Should report meaningful line number to the user on runtime C# exceptions

KSP-KOS / KOS

Fully programmable autopilot mod for KSP. Originally By Nivekk

Other

697 stars 230 forks source link

Should report meaningful line number to the user on runtime C# exceptions #186

Closed Dunbaratu closed 10 years ago

Dunbaratu commented 10 years ago

When a runtime C# exception is generated because of an inability to cast from one type to another, the message the user gets is useless to figure out where the problem is. They have to trace it down by spamming print statements throughout to find it. They see nothing about what the variables in question are, or the script line number is.

The problem is that the entire system the C# exception handler uses to report the problem reports it in terms of the C# code, not the kos code. So the stack trace isn't helpful at all and we can't expose that to the user.

So how should we report it?

I have a suggestion but I don't know if it's practical.

The suggestion is this:

When the script is being compiled, create a lookup table that records which block of kRISC instruction pointers correspond to which line numbers of the script. It might look something like this:

script line	kRISC start IP	kRISC stop IP
1	0	5
2	6	15
5	16	18
6	19	23

etc...

Store that table with the compiled program.

Then whenever an exception is thrown, as part of printing the error message to the screen, you can check that table and use it to map from the current instruction pointer to the script line it came from, and print a message with filename and line number for the user to see.

teleksterling commented 10 years ago

Would this method still work with sections of code that get called on events/updates? i.e. ON, LOCK(?) , ...

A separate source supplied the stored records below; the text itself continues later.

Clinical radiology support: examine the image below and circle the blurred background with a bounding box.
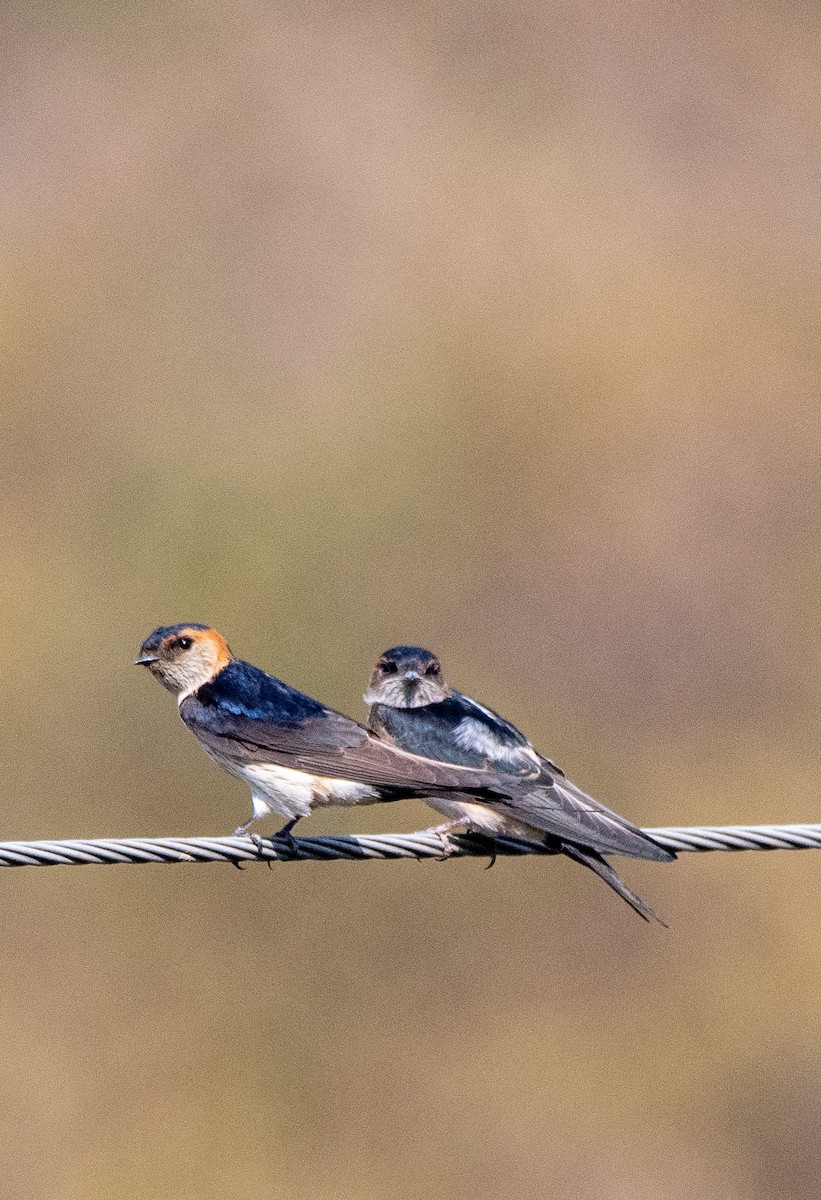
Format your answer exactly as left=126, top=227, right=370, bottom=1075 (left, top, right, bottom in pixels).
left=0, top=0, right=821, bottom=1200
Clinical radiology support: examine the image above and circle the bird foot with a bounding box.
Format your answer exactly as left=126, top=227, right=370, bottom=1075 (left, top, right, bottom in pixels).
left=270, top=817, right=299, bottom=857
left=425, top=821, right=465, bottom=863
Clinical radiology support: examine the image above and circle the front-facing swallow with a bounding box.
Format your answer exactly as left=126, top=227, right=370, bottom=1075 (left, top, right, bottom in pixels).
left=136, top=624, right=525, bottom=836
left=365, top=646, right=676, bottom=919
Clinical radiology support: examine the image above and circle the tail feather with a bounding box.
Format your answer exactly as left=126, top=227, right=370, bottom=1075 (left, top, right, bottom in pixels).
left=559, top=841, right=667, bottom=929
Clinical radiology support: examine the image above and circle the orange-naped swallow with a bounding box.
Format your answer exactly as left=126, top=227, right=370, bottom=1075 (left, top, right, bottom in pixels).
left=136, top=624, right=525, bottom=839
left=365, top=646, right=676, bottom=924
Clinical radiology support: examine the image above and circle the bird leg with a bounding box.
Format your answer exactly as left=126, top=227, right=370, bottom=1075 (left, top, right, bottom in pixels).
left=425, top=817, right=467, bottom=862
left=270, top=817, right=301, bottom=854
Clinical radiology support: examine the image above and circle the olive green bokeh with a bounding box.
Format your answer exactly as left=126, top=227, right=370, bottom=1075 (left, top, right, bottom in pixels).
left=0, top=0, right=821, bottom=1200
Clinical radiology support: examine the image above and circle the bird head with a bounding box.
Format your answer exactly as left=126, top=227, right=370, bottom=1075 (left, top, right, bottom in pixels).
left=134, top=624, right=232, bottom=700
left=365, top=646, right=450, bottom=708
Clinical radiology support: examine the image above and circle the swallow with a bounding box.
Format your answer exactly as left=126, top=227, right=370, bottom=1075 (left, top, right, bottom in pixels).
left=365, top=646, right=676, bottom=924
left=136, top=624, right=525, bottom=845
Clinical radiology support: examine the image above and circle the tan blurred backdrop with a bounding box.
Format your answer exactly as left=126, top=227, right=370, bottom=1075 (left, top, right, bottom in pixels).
left=0, top=0, right=821, bottom=1200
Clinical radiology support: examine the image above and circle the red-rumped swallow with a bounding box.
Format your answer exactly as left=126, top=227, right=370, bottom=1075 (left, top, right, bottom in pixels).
left=136, top=624, right=528, bottom=839
left=365, top=646, right=676, bottom=924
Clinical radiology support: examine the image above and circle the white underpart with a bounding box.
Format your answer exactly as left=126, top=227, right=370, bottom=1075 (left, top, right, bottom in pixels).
left=454, top=716, right=540, bottom=768
left=425, top=797, right=537, bottom=841
left=214, top=756, right=379, bottom=821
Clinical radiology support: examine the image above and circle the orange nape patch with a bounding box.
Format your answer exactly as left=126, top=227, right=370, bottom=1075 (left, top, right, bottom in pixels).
left=167, top=629, right=233, bottom=673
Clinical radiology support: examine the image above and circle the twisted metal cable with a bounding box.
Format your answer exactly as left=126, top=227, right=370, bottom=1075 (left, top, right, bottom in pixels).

Dunbaratu commented 10 years ago

I originally thought of describing the table as just containing two columns: script line and START IP, with the idea that the range is implied as "everything up to the start of the next START IP on the next row". But then I thought about the possibility of there existing kRISC instructions NOT directly derived from any particular script line, and if they exist they might lay outside the start/stop ranges of any row of the table, as a way of indicating this so the error message doesn't come out claiming a problem in a line that doesn't have the problem. If there are kRISC instructions that can't be associated with any line of code, that's how they'd be represented. I don't think ON or LOCK would be that way, however, because they create functions, essentially, that can be marked as coming from that line of code. (So for example, if the flight system encounters a runtime error while evaluating the expression the user wrote in LOCK STEERING, the user could get the error message pointing to the line of code that the lock expression was compiled from.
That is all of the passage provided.